Because a sheep without a shepherd can not take care of itself.
A sheep without a shepherd will die.
In our text today, Jesus begins by saying /“I am the good shepherd.”/
This is another of those times when our English translations just can’t fully relate what Jesus is saying.
The original Greek for the words “I am” are “Ἐγώ εἰμι.“
What Jesus is saying is “I – I am.”
It’s an emphatic statement – “I – I am.”
Jesus makes seven of these self-descriptive “I am” statements in John’s Gospel, and every time that He uses these words His listeners would have thought back to Exodus chapter 3, where we read:  /Then Moses said to God, “If I come to the people of Israel and say to them, ‘The God of your fathers has sent me to you,’ and they ask me, ‘What is his name?’ what shall I say to them?” God said to Moses, “I am who I am.”
And he said, “Say this to the people of Israel, ‘I am has sent me to you.’/
In Exodus chapter 3: /“I am who I am.” / In John chapter 10: “I – I am” In both the Old Testament and the New Testament, the voice that is speaking is none other than the voice of God.
Jesus – God – is the good shepherd.
In our world, the word “good” means about the same as “OK.” “Good” is better than “bad” or “mediocre,” but it’s not in the same league with “excellent” or “outstanding” or even “tremendous.”
But in the original Greek, the word “good” refers to a fine moral character or value – providing superior benefit – pertaining to a high status – intrinsically good – the ideal.
In Mark 10:17, Jesus says that “no one is good except God alone.”
So the good shepherd – the /only/ good shepherd – is God.
In these five seemingly simple words – /“I am the good shepherd”/ – Jesus is absolutely proclaiming that He is God.
And is true of every word of Scripture that has been inspired by the Holy Spirit, the word “shepherd” carries a special significance, a lot of importance for His Jewish followers.
Sheep represented the single most important domesticated animal in the entire history of God’s people.
In Genesis 4 we read that the second son of Adam and Eve – their son Abel – was /“a keeper of sheep.”/
Abraham, Isaac, Jacob, Jacob’s sons, Moses, David – as well as the very first people to hear the announcement of Jesus’ birth – were all shepherds.
They raised their sheep primarily to provide wool, milk and lambs.
They did not raise sheep to be killed – except to be eaten for a Passover meal – or to be offered as a sacrifice at the Temple.
But more than that, in the Old Testament, God is called the shepherd of His people.
Isaiah says that the Lord God will “tend his flock like a shepherd.”
In Psalm 80, David addresses God when he says: “Give ear, O Shepherd of Israel … come to save us.”

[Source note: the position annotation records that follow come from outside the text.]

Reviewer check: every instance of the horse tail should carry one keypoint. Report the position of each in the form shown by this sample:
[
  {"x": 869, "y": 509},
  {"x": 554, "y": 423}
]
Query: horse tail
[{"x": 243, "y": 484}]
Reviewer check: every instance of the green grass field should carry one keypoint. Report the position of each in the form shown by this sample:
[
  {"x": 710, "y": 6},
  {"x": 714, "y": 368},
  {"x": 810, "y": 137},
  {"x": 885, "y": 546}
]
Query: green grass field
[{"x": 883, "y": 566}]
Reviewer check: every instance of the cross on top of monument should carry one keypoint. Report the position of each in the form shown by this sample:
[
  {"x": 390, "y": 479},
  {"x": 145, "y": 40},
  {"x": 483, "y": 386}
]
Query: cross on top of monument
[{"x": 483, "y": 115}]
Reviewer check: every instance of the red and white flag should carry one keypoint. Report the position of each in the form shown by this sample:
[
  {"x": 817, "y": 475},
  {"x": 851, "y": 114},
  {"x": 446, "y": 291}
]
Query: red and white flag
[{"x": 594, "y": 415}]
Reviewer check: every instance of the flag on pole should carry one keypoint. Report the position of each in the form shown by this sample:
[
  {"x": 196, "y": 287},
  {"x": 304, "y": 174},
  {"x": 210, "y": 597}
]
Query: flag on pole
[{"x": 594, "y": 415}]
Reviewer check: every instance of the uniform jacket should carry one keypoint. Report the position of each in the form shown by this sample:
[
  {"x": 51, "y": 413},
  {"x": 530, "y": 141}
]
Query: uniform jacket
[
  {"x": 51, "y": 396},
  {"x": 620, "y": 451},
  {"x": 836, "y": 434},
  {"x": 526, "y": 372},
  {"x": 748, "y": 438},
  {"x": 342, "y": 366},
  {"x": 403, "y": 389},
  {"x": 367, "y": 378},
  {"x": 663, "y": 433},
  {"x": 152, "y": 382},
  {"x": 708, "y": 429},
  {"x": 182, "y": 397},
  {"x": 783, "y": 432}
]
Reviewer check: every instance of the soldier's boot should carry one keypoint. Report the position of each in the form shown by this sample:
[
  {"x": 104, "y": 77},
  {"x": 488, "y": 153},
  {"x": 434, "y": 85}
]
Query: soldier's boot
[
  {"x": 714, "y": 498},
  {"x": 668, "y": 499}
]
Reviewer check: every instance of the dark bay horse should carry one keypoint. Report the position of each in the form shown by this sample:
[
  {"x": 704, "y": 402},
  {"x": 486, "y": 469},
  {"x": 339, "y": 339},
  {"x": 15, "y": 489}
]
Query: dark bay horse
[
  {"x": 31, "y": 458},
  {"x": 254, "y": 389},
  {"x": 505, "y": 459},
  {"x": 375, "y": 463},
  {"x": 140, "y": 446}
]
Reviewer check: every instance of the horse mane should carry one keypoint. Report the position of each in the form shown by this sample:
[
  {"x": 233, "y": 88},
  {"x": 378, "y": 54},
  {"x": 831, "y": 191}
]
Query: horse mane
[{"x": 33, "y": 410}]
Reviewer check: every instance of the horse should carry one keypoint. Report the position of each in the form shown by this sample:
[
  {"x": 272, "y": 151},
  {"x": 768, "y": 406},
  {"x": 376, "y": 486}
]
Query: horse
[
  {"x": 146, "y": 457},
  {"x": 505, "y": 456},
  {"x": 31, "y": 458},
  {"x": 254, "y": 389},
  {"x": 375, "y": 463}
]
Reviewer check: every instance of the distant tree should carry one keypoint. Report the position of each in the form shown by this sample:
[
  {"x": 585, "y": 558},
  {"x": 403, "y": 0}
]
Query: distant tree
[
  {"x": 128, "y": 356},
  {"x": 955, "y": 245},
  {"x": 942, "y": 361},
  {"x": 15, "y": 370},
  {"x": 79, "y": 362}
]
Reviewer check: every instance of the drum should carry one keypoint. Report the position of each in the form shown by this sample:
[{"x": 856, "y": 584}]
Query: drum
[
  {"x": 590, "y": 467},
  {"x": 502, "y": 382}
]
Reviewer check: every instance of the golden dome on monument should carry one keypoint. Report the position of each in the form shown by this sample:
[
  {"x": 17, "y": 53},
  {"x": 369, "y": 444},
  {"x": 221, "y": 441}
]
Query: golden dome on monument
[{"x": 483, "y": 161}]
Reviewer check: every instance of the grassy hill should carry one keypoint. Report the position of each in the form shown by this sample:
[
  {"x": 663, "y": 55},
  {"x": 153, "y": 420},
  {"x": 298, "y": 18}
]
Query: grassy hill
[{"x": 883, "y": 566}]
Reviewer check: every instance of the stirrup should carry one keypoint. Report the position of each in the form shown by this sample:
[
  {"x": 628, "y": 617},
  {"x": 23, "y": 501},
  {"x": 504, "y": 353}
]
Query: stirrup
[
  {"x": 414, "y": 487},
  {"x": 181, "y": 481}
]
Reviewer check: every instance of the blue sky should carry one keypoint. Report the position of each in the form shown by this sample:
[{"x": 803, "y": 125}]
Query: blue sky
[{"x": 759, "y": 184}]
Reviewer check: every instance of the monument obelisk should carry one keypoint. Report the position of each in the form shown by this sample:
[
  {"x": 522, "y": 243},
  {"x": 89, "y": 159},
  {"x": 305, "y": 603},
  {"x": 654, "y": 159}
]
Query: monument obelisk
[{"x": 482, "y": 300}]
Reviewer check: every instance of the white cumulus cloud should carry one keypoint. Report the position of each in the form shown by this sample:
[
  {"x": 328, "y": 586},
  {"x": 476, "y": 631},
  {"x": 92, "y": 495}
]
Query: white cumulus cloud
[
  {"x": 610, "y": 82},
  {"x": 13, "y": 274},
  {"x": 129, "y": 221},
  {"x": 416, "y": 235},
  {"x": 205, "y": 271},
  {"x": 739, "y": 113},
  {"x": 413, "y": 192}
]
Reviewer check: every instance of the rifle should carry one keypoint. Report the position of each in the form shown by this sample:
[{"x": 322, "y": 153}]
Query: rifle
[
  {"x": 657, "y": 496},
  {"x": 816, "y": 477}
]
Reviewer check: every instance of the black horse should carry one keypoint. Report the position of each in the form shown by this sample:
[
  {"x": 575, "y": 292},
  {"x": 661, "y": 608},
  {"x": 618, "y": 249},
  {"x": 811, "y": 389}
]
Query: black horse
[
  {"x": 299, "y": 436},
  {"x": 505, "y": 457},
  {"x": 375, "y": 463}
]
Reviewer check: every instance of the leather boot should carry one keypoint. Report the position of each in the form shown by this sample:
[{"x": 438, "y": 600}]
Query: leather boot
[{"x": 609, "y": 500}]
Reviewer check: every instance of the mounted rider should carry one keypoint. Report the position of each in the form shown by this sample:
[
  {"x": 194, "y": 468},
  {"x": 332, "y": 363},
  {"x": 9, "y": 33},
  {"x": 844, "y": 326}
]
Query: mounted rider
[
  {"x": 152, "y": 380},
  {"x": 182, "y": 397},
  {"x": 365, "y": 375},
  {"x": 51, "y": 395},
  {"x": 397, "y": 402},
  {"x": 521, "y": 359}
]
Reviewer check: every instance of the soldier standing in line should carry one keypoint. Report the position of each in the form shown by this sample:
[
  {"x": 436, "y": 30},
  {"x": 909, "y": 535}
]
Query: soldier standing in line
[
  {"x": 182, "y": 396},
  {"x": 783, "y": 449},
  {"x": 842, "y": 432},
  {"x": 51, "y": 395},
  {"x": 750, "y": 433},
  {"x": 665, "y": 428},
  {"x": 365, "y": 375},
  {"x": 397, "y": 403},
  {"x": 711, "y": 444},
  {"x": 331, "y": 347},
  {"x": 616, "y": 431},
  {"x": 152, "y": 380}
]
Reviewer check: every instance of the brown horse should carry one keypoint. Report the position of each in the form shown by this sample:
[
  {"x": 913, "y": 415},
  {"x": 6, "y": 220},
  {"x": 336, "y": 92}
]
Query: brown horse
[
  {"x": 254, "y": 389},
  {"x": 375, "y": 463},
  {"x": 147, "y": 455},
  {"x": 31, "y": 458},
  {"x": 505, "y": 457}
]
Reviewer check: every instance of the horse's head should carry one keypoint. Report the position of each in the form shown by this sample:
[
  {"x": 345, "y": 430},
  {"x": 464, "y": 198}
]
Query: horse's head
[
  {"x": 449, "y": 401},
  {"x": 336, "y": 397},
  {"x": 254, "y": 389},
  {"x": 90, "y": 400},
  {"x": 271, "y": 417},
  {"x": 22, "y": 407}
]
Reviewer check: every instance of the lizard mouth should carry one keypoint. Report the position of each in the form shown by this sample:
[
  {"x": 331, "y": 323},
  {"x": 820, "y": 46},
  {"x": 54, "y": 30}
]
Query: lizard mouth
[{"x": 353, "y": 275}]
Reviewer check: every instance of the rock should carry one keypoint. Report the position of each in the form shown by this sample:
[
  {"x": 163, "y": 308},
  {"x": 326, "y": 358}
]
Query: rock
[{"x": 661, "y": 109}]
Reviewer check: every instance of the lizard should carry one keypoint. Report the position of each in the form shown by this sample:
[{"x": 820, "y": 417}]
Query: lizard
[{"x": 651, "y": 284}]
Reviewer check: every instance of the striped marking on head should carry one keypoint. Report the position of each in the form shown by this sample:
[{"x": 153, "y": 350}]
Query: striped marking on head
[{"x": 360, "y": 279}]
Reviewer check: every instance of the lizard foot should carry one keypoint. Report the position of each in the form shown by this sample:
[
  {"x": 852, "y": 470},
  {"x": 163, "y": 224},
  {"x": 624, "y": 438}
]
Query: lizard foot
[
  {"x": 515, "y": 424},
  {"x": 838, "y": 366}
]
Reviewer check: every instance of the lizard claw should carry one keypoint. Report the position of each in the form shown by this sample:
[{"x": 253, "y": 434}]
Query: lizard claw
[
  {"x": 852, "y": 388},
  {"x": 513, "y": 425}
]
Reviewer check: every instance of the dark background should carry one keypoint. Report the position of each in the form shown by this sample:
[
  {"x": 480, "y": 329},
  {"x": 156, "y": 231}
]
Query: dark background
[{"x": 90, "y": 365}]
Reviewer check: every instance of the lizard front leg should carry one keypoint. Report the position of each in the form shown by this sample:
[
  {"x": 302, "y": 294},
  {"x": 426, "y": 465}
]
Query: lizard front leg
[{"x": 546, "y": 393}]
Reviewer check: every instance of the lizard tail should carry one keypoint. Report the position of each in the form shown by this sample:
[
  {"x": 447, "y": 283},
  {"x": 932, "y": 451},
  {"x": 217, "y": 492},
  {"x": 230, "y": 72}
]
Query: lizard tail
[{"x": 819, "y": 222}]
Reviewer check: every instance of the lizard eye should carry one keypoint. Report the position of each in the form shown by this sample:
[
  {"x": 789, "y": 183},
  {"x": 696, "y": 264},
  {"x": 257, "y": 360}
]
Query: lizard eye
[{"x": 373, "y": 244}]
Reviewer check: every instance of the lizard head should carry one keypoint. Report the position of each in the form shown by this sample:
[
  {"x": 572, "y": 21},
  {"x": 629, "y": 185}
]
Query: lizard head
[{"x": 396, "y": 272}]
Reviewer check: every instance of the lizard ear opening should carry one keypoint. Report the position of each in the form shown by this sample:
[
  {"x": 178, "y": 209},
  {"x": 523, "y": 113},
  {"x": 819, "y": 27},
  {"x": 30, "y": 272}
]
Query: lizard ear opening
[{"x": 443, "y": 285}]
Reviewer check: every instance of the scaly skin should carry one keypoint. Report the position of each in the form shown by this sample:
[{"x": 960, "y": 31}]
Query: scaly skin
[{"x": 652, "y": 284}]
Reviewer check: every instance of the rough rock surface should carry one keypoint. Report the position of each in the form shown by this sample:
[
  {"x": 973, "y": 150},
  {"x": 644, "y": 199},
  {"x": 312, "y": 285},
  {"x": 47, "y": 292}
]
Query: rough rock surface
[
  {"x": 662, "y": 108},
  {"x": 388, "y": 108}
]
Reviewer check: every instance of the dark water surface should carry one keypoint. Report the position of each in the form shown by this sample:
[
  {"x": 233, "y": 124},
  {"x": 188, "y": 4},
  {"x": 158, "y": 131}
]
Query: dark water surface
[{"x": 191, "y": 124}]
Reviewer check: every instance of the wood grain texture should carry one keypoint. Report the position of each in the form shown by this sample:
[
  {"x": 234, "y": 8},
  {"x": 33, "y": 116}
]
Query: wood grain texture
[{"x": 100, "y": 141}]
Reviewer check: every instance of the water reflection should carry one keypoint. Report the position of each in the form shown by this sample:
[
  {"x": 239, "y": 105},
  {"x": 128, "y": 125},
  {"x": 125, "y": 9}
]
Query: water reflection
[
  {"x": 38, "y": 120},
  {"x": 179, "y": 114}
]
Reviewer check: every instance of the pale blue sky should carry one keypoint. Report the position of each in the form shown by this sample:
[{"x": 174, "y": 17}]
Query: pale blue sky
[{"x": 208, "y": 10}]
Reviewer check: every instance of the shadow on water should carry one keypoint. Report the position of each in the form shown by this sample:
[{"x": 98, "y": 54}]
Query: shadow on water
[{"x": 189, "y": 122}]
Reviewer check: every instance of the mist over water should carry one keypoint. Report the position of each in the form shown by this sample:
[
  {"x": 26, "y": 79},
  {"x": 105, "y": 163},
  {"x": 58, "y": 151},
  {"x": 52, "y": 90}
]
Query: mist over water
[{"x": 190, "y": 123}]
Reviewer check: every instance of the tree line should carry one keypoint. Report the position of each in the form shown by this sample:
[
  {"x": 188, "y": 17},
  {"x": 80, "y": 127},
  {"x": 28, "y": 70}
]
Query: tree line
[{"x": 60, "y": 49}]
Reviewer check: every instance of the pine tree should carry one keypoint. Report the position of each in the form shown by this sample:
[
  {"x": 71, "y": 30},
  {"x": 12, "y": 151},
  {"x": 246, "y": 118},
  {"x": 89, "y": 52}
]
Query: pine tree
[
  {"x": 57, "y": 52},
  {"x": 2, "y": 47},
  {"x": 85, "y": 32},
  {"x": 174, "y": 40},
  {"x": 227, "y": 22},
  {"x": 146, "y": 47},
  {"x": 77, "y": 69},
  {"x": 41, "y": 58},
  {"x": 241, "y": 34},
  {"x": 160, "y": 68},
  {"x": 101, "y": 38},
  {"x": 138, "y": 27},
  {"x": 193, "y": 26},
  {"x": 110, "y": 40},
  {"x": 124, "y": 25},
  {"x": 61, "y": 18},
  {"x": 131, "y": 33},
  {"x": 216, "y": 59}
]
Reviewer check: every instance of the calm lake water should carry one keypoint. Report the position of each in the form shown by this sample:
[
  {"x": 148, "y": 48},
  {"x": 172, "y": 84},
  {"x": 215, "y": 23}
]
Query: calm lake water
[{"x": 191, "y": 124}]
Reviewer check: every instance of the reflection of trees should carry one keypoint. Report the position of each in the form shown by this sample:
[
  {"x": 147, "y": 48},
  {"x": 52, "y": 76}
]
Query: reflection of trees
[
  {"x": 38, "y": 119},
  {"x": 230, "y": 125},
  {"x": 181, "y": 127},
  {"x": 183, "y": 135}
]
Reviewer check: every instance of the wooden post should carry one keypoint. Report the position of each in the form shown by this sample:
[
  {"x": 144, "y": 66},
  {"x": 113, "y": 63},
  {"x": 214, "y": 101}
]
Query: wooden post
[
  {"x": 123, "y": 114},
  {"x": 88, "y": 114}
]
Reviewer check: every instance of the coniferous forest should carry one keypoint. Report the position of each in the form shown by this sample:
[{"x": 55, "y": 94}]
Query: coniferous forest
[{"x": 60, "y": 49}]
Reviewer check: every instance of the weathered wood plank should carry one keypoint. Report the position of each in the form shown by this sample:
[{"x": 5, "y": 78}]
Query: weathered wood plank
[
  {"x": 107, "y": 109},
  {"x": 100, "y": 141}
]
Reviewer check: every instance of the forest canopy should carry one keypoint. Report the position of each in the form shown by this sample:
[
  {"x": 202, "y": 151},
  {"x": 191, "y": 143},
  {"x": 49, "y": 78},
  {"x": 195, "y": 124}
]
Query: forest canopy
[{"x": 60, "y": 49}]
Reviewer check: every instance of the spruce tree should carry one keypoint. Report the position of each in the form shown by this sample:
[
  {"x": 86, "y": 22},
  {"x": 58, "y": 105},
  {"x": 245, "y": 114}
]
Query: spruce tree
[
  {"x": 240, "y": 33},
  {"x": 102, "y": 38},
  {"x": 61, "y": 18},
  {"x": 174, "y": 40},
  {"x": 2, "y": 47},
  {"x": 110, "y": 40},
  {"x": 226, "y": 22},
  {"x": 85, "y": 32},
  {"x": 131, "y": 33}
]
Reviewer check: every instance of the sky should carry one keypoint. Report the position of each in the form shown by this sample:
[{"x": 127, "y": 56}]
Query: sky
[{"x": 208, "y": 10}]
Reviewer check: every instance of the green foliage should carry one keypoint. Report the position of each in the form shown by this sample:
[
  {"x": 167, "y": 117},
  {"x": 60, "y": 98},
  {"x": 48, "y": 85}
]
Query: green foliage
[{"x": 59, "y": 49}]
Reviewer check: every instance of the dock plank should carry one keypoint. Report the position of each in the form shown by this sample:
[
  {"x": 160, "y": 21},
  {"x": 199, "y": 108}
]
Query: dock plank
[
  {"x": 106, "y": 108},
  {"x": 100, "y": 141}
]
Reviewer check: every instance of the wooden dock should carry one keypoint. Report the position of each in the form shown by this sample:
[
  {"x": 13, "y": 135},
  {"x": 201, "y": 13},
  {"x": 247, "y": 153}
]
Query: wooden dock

The people of Jesus’ time were accustomed to hearing God described as their great, as their good shepherd.
And what does Jesus do here?
He clearly announces – He clearly identifies Himself as /the/ Good Shepherd.
Jesus continues by describing how He cares for His flock.
Verse 10: “The good shepherd lays down his life for the sheep.”
Verse 15: “I lay down my life for the sheep.”
Verses 17 and 18: “I lay down my life that I may take it up again.
No one takes it from me, but I lay it down of my own accord.
I have authority to lay it down, and I have authority to take it up again.”
A true shepherd – a good shepherd – slept at the entrance to the sheep pen not only so that the sheep could not wander off – but also so that he could defend his sheep if a predator tried to enter.
A true shepherd – a good shepherd – would /voluntarily/ defend his sheep even to the point of death.
But there’s a subtle difference if these words.
Jesus doesn’t say that He will die if it comes to that.
He doesn’t say that He will die only if some predator attacks and takes his life.
No. Instead, Jesus says that he will /voluntarily/ die.
He will lay down his life for the sheep /on His own accord/.
He has /authority/ from God His Father, God the shepherd of Israel, to lay down His life.
/But even more,/ He has authority to rise from the dead!
He tells us that he will make the ultimate sacrifice – giving His life for His sheep – but after He has guaranteed the safety of His sheep by that death, He will return for His sheep.